Strong hand after hand was clasped, and strong knee after knee dropped almost to the rock, to meet the coming rush of water; and all who knew their business took a long breath,—they might have need of one.
It came, and surged over the man, and the girl, and up to old Willis's throat, and round the knees of Jan and his neighbour; and then followed the returning out-draught, and every limb quivered with the strain: but when the cataract had disappeared, the chain was still unbroken.
"Saved!" and a cheer broke from all lips, save those of the girl herself; she was as senseless as he whom she had saved. They hurried her and him up the rock ere another wave could come; but they had much ado to open her hands, so firmly clenched together were they round his waist.
Gently they lifted each, and laid them on the rock; while old Willis, having recovered his breath, set to work crying like a child, to restore breath to "his maiden."
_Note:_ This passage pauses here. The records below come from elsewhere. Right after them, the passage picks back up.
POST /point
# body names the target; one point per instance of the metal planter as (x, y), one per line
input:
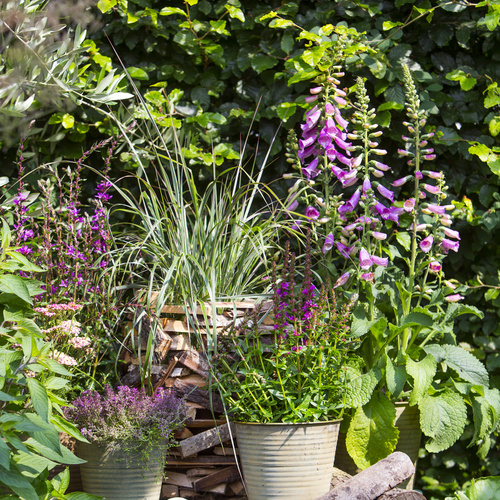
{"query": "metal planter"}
(115, 474)
(284, 461)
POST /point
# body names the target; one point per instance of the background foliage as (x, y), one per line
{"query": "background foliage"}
(209, 65)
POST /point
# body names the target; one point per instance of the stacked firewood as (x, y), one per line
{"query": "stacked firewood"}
(203, 465)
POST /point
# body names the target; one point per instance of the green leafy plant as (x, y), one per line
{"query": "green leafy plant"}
(298, 373)
(30, 383)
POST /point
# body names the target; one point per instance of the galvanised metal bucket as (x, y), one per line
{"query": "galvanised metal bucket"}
(115, 474)
(408, 424)
(285, 461)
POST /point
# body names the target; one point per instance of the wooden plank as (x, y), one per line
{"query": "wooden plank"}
(199, 461)
(204, 440)
(225, 450)
(227, 475)
(169, 491)
(177, 479)
(374, 481)
(180, 342)
(182, 371)
(193, 393)
(196, 362)
(237, 488)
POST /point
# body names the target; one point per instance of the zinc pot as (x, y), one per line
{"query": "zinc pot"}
(408, 424)
(114, 473)
(284, 461)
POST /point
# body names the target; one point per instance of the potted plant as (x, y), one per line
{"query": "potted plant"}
(128, 433)
(285, 388)
(391, 253)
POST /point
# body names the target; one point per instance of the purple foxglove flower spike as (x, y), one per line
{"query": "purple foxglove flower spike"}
(342, 280)
(328, 244)
(450, 245)
(310, 172)
(434, 267)
(432, 189)
(409, 205)
(399, 182)
(453, 298)
(436, 209)
(381, 166)
(312, 213)
(386, 193)
(365, 260)
(426, 244)
(452, 234)
(379, 236)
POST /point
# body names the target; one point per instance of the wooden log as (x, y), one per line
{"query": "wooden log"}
(198, 461)
(227, 475)
(339, 477)
(196, 362)
(200, 471)
(196, 395)
(205, 440)
(200, 423)
(374, 481)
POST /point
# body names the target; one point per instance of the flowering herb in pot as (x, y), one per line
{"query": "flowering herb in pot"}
(391, 252)
(129, 416)
(297, 372)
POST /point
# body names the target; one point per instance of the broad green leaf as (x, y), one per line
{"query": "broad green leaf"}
(68, 121)
(14, 284)
(360, 390)
(4, 455)
(39, 398)
(235, 13)
(465, 364)
(423, 373)
(168, 11)
(372, 434)
(442, 418)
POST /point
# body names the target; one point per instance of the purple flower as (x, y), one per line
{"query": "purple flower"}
(312, 213)
(328, 244)
(310, 172)
(436, 209)
(451, 234)
(380, 261)
(365, 260)
(386, 193)
(450, 245)
(426, 244)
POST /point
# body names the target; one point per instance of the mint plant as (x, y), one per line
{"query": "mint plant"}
(299, 372)
(391, 252)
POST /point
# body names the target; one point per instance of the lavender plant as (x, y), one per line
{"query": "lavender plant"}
(299, 372)
(391, 252)
(71, 240)
(129, 415)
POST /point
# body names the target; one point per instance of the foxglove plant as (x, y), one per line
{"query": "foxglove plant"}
(390, 251)
(71, 241)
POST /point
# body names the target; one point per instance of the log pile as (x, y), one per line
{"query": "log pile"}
(203, 465)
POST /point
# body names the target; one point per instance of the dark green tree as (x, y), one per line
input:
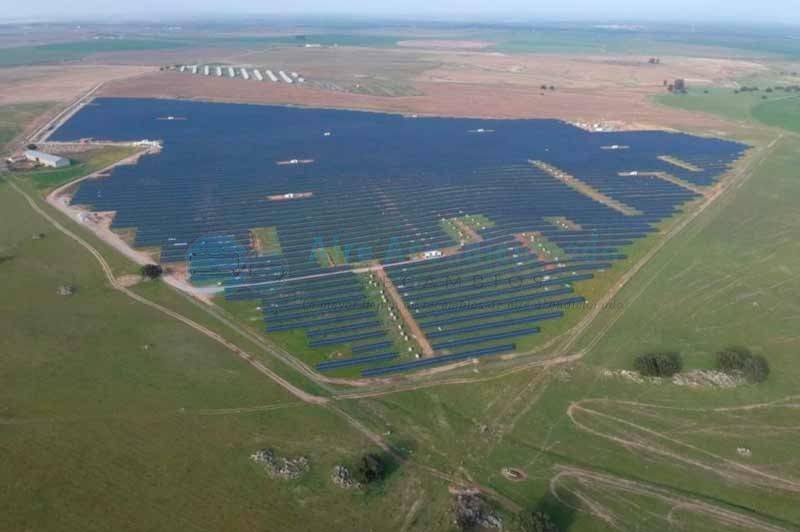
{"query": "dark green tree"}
(152, 271)
(371, 468)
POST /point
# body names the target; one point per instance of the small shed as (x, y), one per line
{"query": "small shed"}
(46, 159)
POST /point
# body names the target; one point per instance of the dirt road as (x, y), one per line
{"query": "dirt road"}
(411, 323)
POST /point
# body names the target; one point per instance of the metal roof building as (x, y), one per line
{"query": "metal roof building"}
(46, 159)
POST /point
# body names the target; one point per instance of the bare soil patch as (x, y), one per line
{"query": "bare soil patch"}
(444, 44)
(436, 99)
(58, 83)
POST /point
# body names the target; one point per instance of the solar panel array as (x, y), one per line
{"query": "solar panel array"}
(377, 187)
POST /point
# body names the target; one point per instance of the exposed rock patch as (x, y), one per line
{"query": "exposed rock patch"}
(279, 466)
(472, 511)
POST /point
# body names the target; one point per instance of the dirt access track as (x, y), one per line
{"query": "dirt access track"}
(409, 320)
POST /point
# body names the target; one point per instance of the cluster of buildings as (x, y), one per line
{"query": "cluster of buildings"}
(246, 73)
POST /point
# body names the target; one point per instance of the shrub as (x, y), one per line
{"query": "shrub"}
(536, 521)
(152, 271)
(371, 468)
(754, 368)
(658, 364)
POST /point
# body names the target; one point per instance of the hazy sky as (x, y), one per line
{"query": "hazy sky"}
(779, 11)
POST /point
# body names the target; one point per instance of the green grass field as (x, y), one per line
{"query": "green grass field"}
(115, 417)
(776, 109)
(83, 163)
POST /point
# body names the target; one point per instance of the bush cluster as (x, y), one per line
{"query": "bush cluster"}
(658, 364)
(740, 360)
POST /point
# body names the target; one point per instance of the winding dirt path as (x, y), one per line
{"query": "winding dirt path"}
(676, 501)
(115, 284)
(253, 362)
(408, 318)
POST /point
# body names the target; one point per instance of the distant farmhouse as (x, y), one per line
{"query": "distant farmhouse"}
(46, 159)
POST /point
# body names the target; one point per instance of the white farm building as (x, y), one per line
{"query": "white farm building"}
(46, 159)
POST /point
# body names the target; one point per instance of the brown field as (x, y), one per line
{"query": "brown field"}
(585, 72)
(58, 83)
(437, 99)
(436, 44)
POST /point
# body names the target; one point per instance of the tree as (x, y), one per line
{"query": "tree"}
(658, 364)
(754, 368)
(152, 271)
(537, 521)
(371, 468)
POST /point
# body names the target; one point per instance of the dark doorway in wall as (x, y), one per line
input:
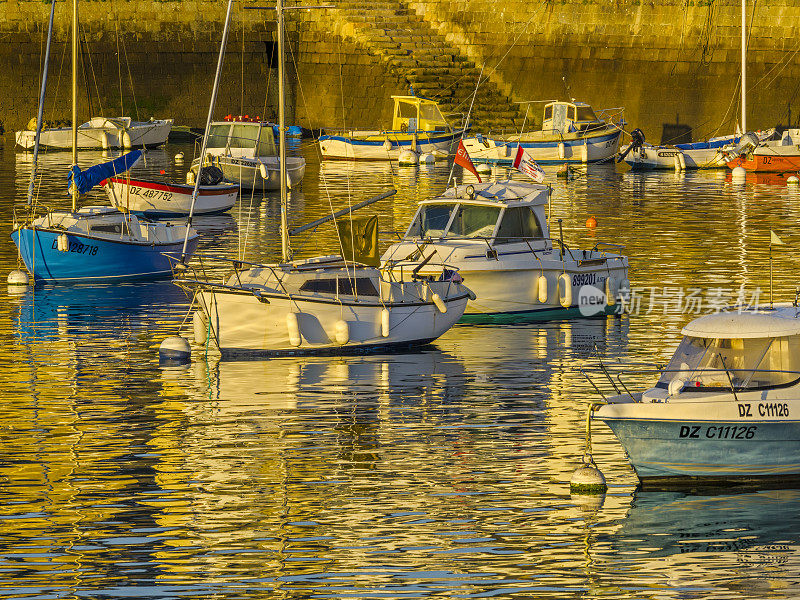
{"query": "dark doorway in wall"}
(271, 52)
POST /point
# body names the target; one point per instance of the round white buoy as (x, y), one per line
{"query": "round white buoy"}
(175, 349)
(427, 159)
(407, 157)
(18, 277)
(588, 479)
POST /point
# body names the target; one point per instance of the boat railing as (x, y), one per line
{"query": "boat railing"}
(735, 383)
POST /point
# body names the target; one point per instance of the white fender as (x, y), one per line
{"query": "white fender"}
(611, 291)
(341, 332)
(624, 288)
(541, 288)
(385, 322)
(200, 325)
(565, 290)
(437, 300)
(293, 328)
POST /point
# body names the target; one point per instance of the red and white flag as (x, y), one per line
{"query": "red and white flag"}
(524, 163)
(463, 160)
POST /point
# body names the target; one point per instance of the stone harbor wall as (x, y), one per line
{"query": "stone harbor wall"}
(672, 64)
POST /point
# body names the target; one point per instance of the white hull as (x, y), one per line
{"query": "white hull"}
(667, 158)
(247, 171)
(591, 148)
(160, 199)
(242, 323)
(101, 133)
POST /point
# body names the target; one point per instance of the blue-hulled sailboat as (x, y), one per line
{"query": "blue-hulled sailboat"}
(94, 243)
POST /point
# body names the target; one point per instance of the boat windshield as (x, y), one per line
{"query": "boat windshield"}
(470, 221)
(474, 221)
(749, 363)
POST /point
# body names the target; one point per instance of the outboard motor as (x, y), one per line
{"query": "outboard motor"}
(747, 143)
(637, 141)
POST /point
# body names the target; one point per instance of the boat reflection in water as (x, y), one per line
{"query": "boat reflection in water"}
(691, 538)
(97, 313)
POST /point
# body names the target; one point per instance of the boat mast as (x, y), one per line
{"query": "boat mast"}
(41, 105)
(74, 186)
(744, 65)
(208, 128)
(285, 250)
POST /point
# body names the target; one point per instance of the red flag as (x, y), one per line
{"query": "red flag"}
(525, 164)
(463, 160)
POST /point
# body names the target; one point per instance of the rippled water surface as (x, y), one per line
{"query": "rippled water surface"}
(436, 473)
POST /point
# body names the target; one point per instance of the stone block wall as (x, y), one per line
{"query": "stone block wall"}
(665, 61)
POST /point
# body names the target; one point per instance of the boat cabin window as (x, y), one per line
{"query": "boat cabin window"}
(341, 285)
(218, 135)
(431, 221)
(749, 363)
(244, 135)
(518, 223)
(474, 221)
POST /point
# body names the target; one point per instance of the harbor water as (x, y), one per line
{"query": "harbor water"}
(440, 472)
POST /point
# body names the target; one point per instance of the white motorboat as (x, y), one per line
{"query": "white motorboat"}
(245, 152)
(101, 132)
(168, 199)
(417, 126)
(726, 409)
(322, 304)
(571, 133)
(495, 235)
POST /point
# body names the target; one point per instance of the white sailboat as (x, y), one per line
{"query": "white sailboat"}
(322, 304)
(93, 243)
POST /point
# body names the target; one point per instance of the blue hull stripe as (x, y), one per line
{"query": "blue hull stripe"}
(92, 259)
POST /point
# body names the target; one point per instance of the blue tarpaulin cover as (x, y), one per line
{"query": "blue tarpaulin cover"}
(86, 180)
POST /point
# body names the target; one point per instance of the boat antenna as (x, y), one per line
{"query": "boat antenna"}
(208, 127)
(744, 64)
(74, 186)
(41, 105)
(466, 122)
(286, 250)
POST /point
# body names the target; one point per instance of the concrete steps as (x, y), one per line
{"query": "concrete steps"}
(420, 56)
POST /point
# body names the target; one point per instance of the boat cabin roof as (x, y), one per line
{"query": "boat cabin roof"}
(781, 321)
(506, 192)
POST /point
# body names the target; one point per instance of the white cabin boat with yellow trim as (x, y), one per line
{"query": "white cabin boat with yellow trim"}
(417, 125)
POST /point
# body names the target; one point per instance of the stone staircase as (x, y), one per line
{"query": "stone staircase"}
(420, 56)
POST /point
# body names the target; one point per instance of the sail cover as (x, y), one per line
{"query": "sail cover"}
(86, 180)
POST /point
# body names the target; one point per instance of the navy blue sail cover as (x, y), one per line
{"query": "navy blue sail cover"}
(86, 180)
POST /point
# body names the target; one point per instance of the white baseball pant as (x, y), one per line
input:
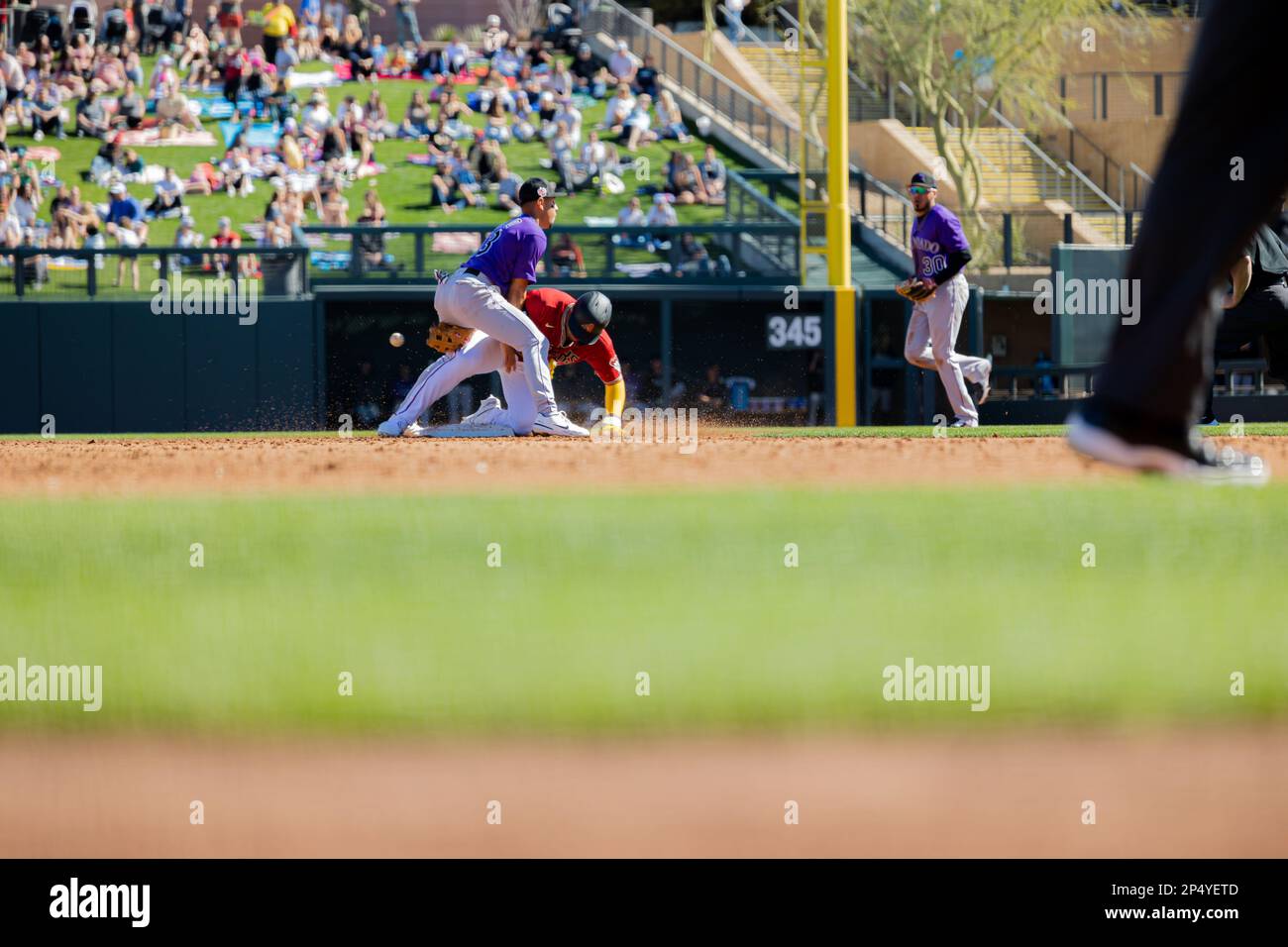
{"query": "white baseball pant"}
(480, 356)
(931, 344)
(469, 300)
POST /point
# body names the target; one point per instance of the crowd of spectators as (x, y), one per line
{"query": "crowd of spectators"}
(95, 86)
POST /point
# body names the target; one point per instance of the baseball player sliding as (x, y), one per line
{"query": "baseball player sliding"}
(485, 294)
(572, 330)
(939, 254)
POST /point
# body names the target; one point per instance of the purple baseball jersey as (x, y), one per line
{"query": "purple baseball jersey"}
(510, 252)
(934, 236)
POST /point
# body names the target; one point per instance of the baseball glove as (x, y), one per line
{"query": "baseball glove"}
(447, 338)
(913, 289)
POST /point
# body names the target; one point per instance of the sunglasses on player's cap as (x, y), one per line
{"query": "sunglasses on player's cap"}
(536, 188)
(921, 183)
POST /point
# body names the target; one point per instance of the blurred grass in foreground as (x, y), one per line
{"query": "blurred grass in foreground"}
(691, 589)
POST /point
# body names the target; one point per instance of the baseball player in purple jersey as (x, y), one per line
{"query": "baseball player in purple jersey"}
(485, 292)
(939, 254)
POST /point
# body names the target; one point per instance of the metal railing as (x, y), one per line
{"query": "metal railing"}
(110, 272)
(872, 201)
(864, 102)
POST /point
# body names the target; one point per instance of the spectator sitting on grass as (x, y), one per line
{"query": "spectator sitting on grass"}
(372, 245)
(71, 215)
(316, 116)
(684, 180)
(24, 204)
(497, 123)
(588, 76)
(631, 215)
(187, 239)
(450, 193)
(621, 65)
(416, 120)
(494, 39)
(669, 119)
(162, 75)
(451, 116)
(570, 115)
(507, 193)
(237, 172)
(559, 80)
(567, 257)
(286, 58)
(174, 114)
(593, 155)
(694, 258)
(196, 50)
(636, 125)
(539, 56)
(130, 234)
(376, 118)
(121, 206)
(618, 110)
(227, 239)
(90, 118)
(661, 214)
(281, 102)
(47, 114)
(130, 107)
(507, 62)
(456, 55)
(168, 196)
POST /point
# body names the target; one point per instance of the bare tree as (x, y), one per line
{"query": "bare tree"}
(522, 17)
(961, 58)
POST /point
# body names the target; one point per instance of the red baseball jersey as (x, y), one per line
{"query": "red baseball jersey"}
(545, 308)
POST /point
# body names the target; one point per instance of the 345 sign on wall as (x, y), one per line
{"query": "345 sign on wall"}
(794, 331)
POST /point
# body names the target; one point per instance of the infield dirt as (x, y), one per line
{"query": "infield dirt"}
(721, 462)
(1159, 792)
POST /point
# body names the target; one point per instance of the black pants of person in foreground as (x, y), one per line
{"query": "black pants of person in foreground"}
(1223, 172)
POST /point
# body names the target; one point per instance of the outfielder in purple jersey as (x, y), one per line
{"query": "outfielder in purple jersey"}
(485, 294)
(510, 252)
(939, 253)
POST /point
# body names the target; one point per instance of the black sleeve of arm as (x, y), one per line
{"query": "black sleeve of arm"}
(956, 261)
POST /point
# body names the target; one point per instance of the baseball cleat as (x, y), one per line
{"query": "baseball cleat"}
(1199, 460)
(487, 407)
(557, 424)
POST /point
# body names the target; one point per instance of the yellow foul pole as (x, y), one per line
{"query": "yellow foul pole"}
(838, 274)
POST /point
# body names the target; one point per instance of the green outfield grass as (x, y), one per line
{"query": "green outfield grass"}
(691, 589)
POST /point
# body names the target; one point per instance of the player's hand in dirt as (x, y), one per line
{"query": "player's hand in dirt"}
(609, 429)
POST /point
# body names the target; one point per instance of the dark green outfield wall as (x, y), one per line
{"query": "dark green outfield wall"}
(119, 368)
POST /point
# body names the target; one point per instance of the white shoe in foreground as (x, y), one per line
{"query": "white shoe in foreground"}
(1218, 467)
(487, 407)
(558, 425)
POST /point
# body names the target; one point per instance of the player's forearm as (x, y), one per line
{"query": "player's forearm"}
(1240, 277)
(518, 290)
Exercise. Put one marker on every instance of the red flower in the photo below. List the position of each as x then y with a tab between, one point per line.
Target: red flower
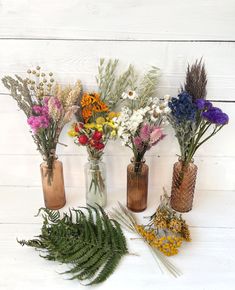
78	127
99	146
83	139
97	136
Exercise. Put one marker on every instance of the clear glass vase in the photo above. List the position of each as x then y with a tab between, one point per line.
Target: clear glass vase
95	176
53	185
183	185
137	186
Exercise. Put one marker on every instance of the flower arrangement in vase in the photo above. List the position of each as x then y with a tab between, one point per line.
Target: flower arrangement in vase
140	128
195	120
95	126
48	107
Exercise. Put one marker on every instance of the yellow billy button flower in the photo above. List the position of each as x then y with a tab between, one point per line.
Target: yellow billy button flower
113	133
72	133
89	125
100	120
112	115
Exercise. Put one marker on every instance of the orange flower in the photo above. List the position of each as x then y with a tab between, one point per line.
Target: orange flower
92	103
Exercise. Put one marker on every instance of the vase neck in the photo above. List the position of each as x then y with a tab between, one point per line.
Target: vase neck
186	162
133	161
94	160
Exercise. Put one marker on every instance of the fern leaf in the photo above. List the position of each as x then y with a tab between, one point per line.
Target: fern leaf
91	244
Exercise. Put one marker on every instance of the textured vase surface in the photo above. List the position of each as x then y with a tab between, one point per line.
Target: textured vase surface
137	186
53	185
183	186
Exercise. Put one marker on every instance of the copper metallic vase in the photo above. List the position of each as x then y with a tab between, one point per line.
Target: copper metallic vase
95	175
53	185
183	185
137	186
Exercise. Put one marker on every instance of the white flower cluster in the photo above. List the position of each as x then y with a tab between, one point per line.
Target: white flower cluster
159	109
131	95
130	120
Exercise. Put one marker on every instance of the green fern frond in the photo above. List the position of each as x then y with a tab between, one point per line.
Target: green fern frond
92	244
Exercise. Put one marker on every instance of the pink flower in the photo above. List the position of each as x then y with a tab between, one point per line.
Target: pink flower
156	135
38	122
97	136
55	108
83	139
40	110
145	131
138	143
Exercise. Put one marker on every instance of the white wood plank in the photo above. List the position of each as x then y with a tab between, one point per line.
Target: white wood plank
24	171
126	20
73	60
207	263
211	208
17	138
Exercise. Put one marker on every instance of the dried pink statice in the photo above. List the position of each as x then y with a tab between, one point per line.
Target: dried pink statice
55	108
145	131
138	143
156	135
38	122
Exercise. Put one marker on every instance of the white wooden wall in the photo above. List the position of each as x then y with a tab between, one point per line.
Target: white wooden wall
69	36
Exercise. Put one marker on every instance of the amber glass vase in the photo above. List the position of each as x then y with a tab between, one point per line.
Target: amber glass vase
183	185
137	186
95	175
53	185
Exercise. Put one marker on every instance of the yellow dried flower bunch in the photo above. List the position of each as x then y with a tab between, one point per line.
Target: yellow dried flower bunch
167	219
68	95
168	245
166	230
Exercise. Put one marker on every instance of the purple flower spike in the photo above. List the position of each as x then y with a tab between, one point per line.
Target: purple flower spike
145	132
138	143
203	104
216	116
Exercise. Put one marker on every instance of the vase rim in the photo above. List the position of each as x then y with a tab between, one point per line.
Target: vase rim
180	160
133	160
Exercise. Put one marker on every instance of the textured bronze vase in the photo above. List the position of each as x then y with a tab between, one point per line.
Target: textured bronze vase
95	175
137	186
183	185
53	185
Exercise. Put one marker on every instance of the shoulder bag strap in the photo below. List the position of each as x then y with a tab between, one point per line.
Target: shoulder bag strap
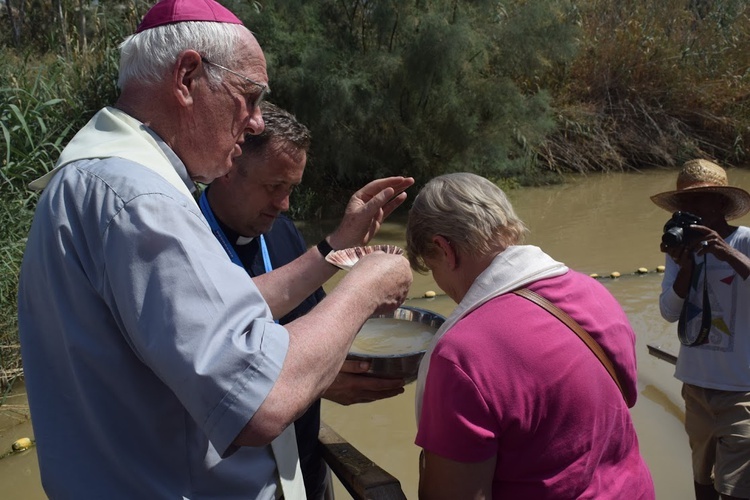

"Run for Dr. Heale, some good Christian!" But Frank, longing to escape from a company who did not love him, and to be of some use ere the night was out, was already half-way to the village on that very errand.
However, ere the Doctor could be stirred out of his boozy slumbers, and thrust into his clothes by his wife, the schoolmistress was safe in bed at her mother's house; and the man, weak, but alive, carried triumphantly up to Heale's door; which having been kicked open, the sailors insisted in carrying him right upstairs, and depositing him on the best spare bed.
"If you won't come to your patients, Doctor, your patients shall come to you. Why were you asleep in your liquors, instead of looking out for poor wratches, like a Christian? You see whether his bones be broke, and gi'un his medicines proper; and then go and see after the schoolmistress; she'm worth a dozen of any man, and a thousand of you! We'll pay for 'un like men; and if you don't, we'll break every bottle in your shop."
To which, what between bodily fear and real good-nature, old Heale assented; and so ended that eventful night.